Treating local reactions
You can manage the symptoms of local reactions (itching, swelling, and pain) until they pass with simple remedies, such as:
- Cold compresses, which can help reduce local pain and swelling.
- Local anesthetic cream, oral antihistamines, and oral analgesics, which may help relieve the pain and itching of skin reactions.
Responding to systemic reactions
Hives and angioedema (deep swellings) can sometimes be the first signs of an impending anaphylactic insect sting reaction. Because it's impossible to predict whether these systemic symptoms will or will not progress to anaphylaxis, it's therefore safer to immediately administer epinephrine than to wait until the reaction potentially becomes life threatening.
If the systemic reaction is limited to hives and angioedema, then your best strategy is to avoid further aggravating your skin while soothing it as much as possible. Advisable steps include
- Bathing and washing with lukewarm water and using gentle soaps instead of harsh ones to reduce itching. Hot baths and showers may intensify your symptoms. Likewise, avoid hot environments and keep your home — especially your bedroom — cool.
- Patting your skin dry with a soft towel after bathing and applying moisturizers immediately afterward to seal in moisture.
- Wearing comfortable, loose, cotton clothing instead of tight-fitting garments.
- Taking oral antihistamines may also be advisable to help relieve your symptoms.
Handling urgent insect sting cases
If you're prone to serious systemic insect-sting reactions, and you get stung despite taking protective measures, you should be prepared to prevent a life-threatening reaction (anaphylaxis). Consult with your doctor about getting a prescription for an injectable-epinephrine kit (such as an EpiPen, EpiPen Jr. for children under 66 pounds, or AnaKit), which contains an injectable dose of epinephrine.

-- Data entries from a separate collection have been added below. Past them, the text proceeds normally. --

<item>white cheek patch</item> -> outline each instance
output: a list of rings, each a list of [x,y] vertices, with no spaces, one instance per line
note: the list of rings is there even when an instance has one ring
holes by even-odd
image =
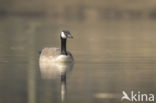
[[[64,39],[67,38],[66,35],[64,34],[64,32],[61,32],[61,37]]]

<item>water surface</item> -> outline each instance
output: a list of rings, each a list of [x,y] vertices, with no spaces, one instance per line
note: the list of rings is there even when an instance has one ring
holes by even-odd
[[[123,90],[156,91],[155,21],[6,17],[0,22],[1,103],[120,103]],[[60,47],[63,29],[74,36],[67,43],[73,67],[63,74],[41,71],[38,51]]]

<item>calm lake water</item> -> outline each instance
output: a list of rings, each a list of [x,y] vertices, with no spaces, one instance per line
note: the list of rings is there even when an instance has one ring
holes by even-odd
[[[155,27],[152,20],[1,18],[0,103],[122,103],[122,91],[155,94]],[[41,69],[38,51],[60,47],[63,29],[74,37],[67,48],[75,63]]]

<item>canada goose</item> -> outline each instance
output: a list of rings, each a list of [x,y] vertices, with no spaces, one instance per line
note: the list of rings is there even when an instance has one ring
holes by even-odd
[[[73,62],[72,54],[66,50],[67,38],[73,38],[69,31],[63,30],[60,33],[61,49],[44,48],[41,51],[40,62]]]

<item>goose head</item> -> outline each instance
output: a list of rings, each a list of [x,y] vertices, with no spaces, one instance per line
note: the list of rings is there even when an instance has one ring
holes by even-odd
[[[71,33],[68,30],[63,30],[60,34],[61,39],[67,39],[67,38],[73,38],[73,36],[71,35]]]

Make sure that your doctor shows you how to use the epinephrine kit. Learning the proper technique for administering epinephrine in your physician's office is much better than to trying to figure it out for the first time when you're having a reaction.
Keep these important points about using an epinephrine kit in mind:
- Have more than one injectable-epinephrine kit. This way, you can keep one at home and have one with you when you may be exposed to stinging insects, for example during a picnic, while hiking, or during other outdoor activities. You may want to keep more than one kit with you when traveling or going on an extended outing, because the initial injection wears off in 30 minutes and you may need another injection before you can get emergency care.
- Store any kits you're not keeping with you at room temperature, and protect them from sunlight.
- If your child is at risk for anaphylactic reactions to insect stings, keep a kit at home and consider keeping one at his or her school or day care (in consultation with the personnel at these places). Make sure personnel at those locations know how and when to administer this medication.
- In addition to the injectable-epinephrine kit, keep an antihistamine such as diphenhydramine (Benadryl) with you in the event of a serious insect sting reaction. However, don't rely solely on an antihistamine, which can take up to 30 minutes to start becoming effective. In addition, this medication will not prevent anaphylaxis. Clearly, injectable epinephrine should be the initial treatment for anaphylaxis before using any antihistamine.
- Remember that you need to get emergency treatment immediately after using your epinephrine kit, because the drug's effect usually doesn't last more than 30 minutes.
- If you're at risk for anaphylaxis, wear a Medic Alert bracelet or necklace in case you're unable to speak during a reaction.